The FDA recently approved the amyloid beta-directed antibody indicated for the treatment of the progressive disease.
A new treatment for Alzheimer disease (AD) provides another option to treat this progressive disease that causes the brain to atrophy.
Known as one of the most common causes of dementia in adults, AD leads to a decline in the ability to function independently, behavioral and social skills, and thinking processes.¹
About 5.8 million Americans in 2020 were living with the disease, according to CDC data.2
Estimates show that this number will nearly triple to about 14 million people by the year 2060. Although the disease occurs mostly in older individuals, symptoms sometimes also occur in younger patients.²
AD is the sixth-leading cause of death in the United States and the third-leading cause of death for patients older than age 65 years.³
The disease is named after physician Alois Alzheimer, MD, who in 1906 discovered changes in the brain of a female patient who had died of mental illness.

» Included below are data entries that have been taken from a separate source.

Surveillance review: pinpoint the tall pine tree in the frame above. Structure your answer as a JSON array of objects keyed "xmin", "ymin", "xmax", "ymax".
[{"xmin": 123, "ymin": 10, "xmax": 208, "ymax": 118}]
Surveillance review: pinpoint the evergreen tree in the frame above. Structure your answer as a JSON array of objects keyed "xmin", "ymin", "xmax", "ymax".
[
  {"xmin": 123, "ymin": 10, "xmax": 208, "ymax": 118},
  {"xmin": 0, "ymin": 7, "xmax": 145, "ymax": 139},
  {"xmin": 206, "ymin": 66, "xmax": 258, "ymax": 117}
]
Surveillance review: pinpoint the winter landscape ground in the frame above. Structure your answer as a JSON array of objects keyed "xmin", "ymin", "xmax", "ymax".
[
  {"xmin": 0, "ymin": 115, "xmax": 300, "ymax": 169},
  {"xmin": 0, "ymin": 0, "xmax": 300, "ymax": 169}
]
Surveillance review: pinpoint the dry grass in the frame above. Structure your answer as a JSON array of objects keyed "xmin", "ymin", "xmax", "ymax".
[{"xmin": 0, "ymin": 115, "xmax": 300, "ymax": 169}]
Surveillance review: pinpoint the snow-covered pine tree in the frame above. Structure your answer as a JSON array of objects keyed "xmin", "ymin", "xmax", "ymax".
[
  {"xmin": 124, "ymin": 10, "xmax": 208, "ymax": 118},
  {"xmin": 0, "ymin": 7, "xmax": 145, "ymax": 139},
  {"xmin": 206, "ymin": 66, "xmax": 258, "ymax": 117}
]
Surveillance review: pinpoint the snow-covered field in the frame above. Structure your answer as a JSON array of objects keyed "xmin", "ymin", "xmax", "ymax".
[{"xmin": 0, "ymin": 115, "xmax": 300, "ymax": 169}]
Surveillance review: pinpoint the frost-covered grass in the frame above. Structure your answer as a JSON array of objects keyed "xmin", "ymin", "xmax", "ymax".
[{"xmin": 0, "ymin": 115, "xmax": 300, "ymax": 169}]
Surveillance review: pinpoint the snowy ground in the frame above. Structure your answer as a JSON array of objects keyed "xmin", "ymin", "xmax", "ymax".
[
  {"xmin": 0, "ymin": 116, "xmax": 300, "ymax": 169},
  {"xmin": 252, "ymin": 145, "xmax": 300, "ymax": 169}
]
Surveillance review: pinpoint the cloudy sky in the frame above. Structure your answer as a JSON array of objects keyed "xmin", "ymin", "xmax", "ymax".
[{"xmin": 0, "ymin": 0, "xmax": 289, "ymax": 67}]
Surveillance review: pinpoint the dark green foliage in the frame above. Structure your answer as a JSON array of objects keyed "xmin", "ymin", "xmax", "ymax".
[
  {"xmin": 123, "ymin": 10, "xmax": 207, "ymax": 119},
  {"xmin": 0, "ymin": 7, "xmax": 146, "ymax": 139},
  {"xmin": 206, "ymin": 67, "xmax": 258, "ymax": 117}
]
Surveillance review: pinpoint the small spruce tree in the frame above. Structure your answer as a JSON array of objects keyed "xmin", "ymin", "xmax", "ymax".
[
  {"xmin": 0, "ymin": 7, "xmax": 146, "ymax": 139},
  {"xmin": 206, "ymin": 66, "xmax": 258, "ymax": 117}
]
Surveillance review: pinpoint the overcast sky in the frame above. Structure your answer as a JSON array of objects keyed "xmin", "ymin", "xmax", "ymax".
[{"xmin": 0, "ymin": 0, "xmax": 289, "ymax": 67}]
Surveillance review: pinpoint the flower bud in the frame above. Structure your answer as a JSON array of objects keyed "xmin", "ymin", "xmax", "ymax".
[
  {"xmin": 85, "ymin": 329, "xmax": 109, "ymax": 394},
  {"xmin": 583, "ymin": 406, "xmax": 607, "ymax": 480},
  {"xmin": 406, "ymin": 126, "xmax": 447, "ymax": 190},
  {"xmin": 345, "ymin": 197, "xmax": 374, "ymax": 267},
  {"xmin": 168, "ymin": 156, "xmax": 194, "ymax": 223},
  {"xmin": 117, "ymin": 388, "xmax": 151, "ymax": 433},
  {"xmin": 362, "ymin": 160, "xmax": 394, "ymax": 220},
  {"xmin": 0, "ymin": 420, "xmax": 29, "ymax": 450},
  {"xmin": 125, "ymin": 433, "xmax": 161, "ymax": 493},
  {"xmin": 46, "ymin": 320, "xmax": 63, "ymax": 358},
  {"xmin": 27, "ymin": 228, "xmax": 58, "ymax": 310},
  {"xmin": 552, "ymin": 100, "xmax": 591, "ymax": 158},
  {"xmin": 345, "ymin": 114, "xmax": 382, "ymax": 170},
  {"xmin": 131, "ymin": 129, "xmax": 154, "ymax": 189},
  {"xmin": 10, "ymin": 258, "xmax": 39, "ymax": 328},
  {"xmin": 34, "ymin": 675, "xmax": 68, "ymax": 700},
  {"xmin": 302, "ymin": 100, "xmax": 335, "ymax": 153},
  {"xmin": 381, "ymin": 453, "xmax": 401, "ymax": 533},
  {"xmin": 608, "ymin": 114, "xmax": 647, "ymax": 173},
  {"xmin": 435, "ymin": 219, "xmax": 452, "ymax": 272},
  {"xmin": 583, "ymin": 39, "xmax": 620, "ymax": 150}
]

This patient suffered from language problems, memory loss, and unusual behavior. While examining her brain, Alzheimer found a few abnormal clumps, also known as amyloid plaques, and tangled bundles of fibers called neurofibrillary tangles.³
An early symptom of AD is forgetfulness. As the disease advances, the individual may develop more severe memory impairment and can become more debilitated, causing then to struggle with completing everyday tasks. Symptoms are typically noticed by close family members who interact with the individual frequently, and they may become severe to the point that the patients forget relationships and even sometimes the names of loved relatives. Changes in the brains of these patients can also affect their behavior and mood and include aggressiveness, delusions, depression, irritability, more distrust of others, and social withdrawal.¹
Causes of AD may be related to brain proteins that fail to function normally, causing neurons to not be able to perform their duties. This impairment can be caused by environment, genetics, and lifestyle. The damage starts earlier than the point that the symptoms start to show, and in late stages, the brain shrinks significantly from its normal size.¹
The proteins involved include beta-amyloid plaques, which when clumped together cause toxic effects on neurons and disrupt the cell-to-cell connection. Meanwhile, Tau proteins help carry essential minerals and nutrients to the brain, and in patients with AD, these proteins change shape and become entangled. This disrupts the nutrient transport system, affecting brain cell function.¹
Genetics play a role in a patient developing AD, specifically for those with first-degree relatives diagnosed with the disease. Gender also plays a role, with women diagnosed more often than men, though this may also be related to the fact that women tend to live longer.1
One genetic factor known to cause the disease is Apolipoprotein E gene, which with the e4 variation, increases the risk of AD exponentially. Additionally, patients with Down syndrome are more likely to develop AD than others. This is likely related to 3 copies of the chromosome 21, which connect with the creation of beta-amyloid.¹
Diagnosing AD may include neuropsychological testing and brain imaging, using amyloid positron emission tomography (PET), computer tomography, magnetic resonance imaging, PET scan, or Tau PET imaging.¹
Medications used to great AD include those that help with memory symptoms and treat cognitive changes. Two major types of the drugs available on the market for these patients include cholinesterase inhibitors and memantine. Cholinesterase inhibitors may help treat agitation and depression and commonly include donepezil (Aricept), galantamine (Razadyne), and rivastigmine (Exelon). Memantine (Namenda) and the combination of memantine and donepezil (Namzaric) combine a cholinesterase inhibitor with memantine to help with medication compliance and help slow the progression of disease symptoms.¹
On June 8, 2021, the FDA approved aducanumab injection (Aduhelm), an amyloid beta-directed antibody indicated for the treatment of AD. Aduhelm comes in 2 dosages of 170mg/1.7ml and 300mg/3ml solution. The recommended dosage for this drug is 10mg/kg as an intravenous infusion for more than 60 minutes every 4 weeks.⁴
Aduhelm provides new hope for patients diagnosed with AD to have more treatment options available to them after many years of waiting for an FDA approval. The future for research in this area is promising and holds the key to more discoveries, including a cure for AD.